Le 19 mars, le laboratoire IDT Biologika organisait un séminaire intitulé « Gros plan sur les colibacilles de post-sevrage ». Cette journée a permis de faire un point sur les publications consacrées à la résistance génétique aux E. coli. Certains porcs résistent à des variants de cette bactérie responsables de diarrhées ou d’œdème (variants F4ab, F4ac, F18 etc.). Leur résistance est attribuée à l’absence d’adhésion des bactéries aux cellules de l’hôte. Le déterminisme génétique de cette résistance est démontré. Des régions du génome associées au phénotype ont été identifiées grâce aux outils de génotypage haut débit aujourd’hui disponibles. Cependant, trouver la variation de séquence d’ADN (mutation) réellement responsable de la résistance reste ardu. Les mécanismes d’action ne sont, par ailleurs, pas précisément connus.

Certaines mutations sont utilisées dans des schémas de sélection

Des mutations sont décrites dans la littérature pour conférer une résistance aux colibacilles.

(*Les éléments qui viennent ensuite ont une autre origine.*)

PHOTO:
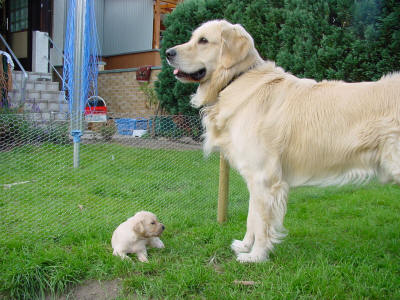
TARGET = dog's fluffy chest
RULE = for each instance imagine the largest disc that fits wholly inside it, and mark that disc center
(234, 137)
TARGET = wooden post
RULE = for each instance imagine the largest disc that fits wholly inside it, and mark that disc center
(156, 25)
(223, 190)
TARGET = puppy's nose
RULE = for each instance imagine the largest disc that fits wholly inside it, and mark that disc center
(171, 53)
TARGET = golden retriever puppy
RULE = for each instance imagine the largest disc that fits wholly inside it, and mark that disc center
(135, 234)
(280, 131)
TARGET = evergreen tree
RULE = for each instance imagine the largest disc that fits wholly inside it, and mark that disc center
(351, 40)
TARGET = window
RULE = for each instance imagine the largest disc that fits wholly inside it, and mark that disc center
(18, 15)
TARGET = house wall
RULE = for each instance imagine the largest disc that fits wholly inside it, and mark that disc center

À chaque variant d’E. coli correspond sa ou ses mutations de résistance associées. Les premières mutations étudiées sont situées dans le gène MUC4 pour les variants F4ab/ac, et dans le gène FUT1 pour les variants F18. Elles sont ou ont été utilisées dans des schémas de sélection : dès 2003 au Danemark pour MUC4, et dès 2006 en Suisse pour FUT1. Cependant, leur utilisation ne s’est pas généralisée pour plusieurs raisons. Parmi elles, la crainte de sélectionner des animaux, certes, plus résistants à un variant d’E. coli mais, éventuellement, plus sensibles à d’autres pathogènes. Les généticiens craignent également que la sélection d’une mutation se fasse au détriment du progrès génétique réalisé sur d’autres caractères. Cette crainte découle notamment des corrélations génétiques potentiellement défavorables entre caractères. De façon générale, plus un objectif de sélection intègre de caractères, moins le progrès génétique réalisé sur chaque caractère est important. Les conséquences d’une sélection pour une mutation dépendent aussi beaucoup de sa fréquence initiale dans la race. Sélectionner une mutation dont la fréquence initiale est basse peut entraîner une perte drastique de variabilité génétique.

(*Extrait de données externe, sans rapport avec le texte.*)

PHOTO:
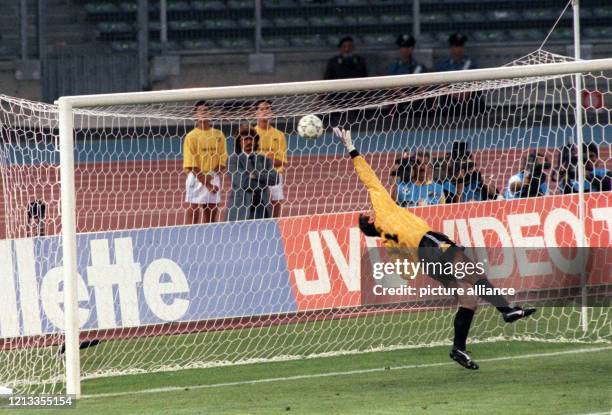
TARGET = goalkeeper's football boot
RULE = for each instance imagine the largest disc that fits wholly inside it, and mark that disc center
(464, 359)
(517, 313)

Différents gènes seraient en jeu pour contrôler les récepteurs au E. coli

Des travaux montrent, en outre, que les mutations des gènes MUC4 et FUT1 utilisées en sélection ne sont pas causales. C’est-à-dire qu’elles n’expliquent pas complètement le phénotype de non-adhésion des bactéries aux cellules de l’hôte. D’autres gènes situés à proximité des premiers ont été analysés pour trouver LA mutation causale sans y parvenir jusqu’ici. Des publications plus récentes (2012 ou 2014) mettent également en évidence un déterminisme génétique plus complexe qu’initialement imaginé. Différents gènes seraient en jeu pour contrôler les récepteurs aux E. coli F4ab et aux E. coli F4ac. Il y aurait aussi au moins deux gènes pour les seuls récepteurs des variants F4ad. Dans ce contexte, prendre en compte simultanément la résistance à différents variants, et donc plusieurs mutations, peut s’avérer très compliqué. Cela pourrait même être impossible avec les méthodes de sélection classiques. Si de nouvelles méthodes de modifications ciblées (édition) des génomes existent, elles ne sont pas autorisées en Europe actuellement. De plus, leur utilisation supposerait de connaître avec précision les séquences à modifier et une bonne maîtrise des modifications multiples simultanées. Cela n’est pas encore le cas. Cette complexité initialement sous-estimée explique probablement le peu de communications récentes sur le sujet des organismes de sélection, en dehors de la Suisse.

Ainsi, la quête d’animaux naturellement résistants à tous les variants d’E. coli est probablement vaine. Avoir des animaux également résistants aux autres pathogènes (virus, bactéries) impactant l’élevage semble encore moins réaliste. La sélection pour une résistance à des agents infectieux spécifiques n’est donc sans doute pas une voie à privilégier. Les travaux de recherche qui visent à améliorer la robustesse générale des animaux ouvrent certainement des perspectives plus prometteuses. En France, ils sont notamment menés par l’Inra en collaboration avec Alliance Recherche et Développement (association regroupant Axiom, Choice, Nucléus et l’Ifip).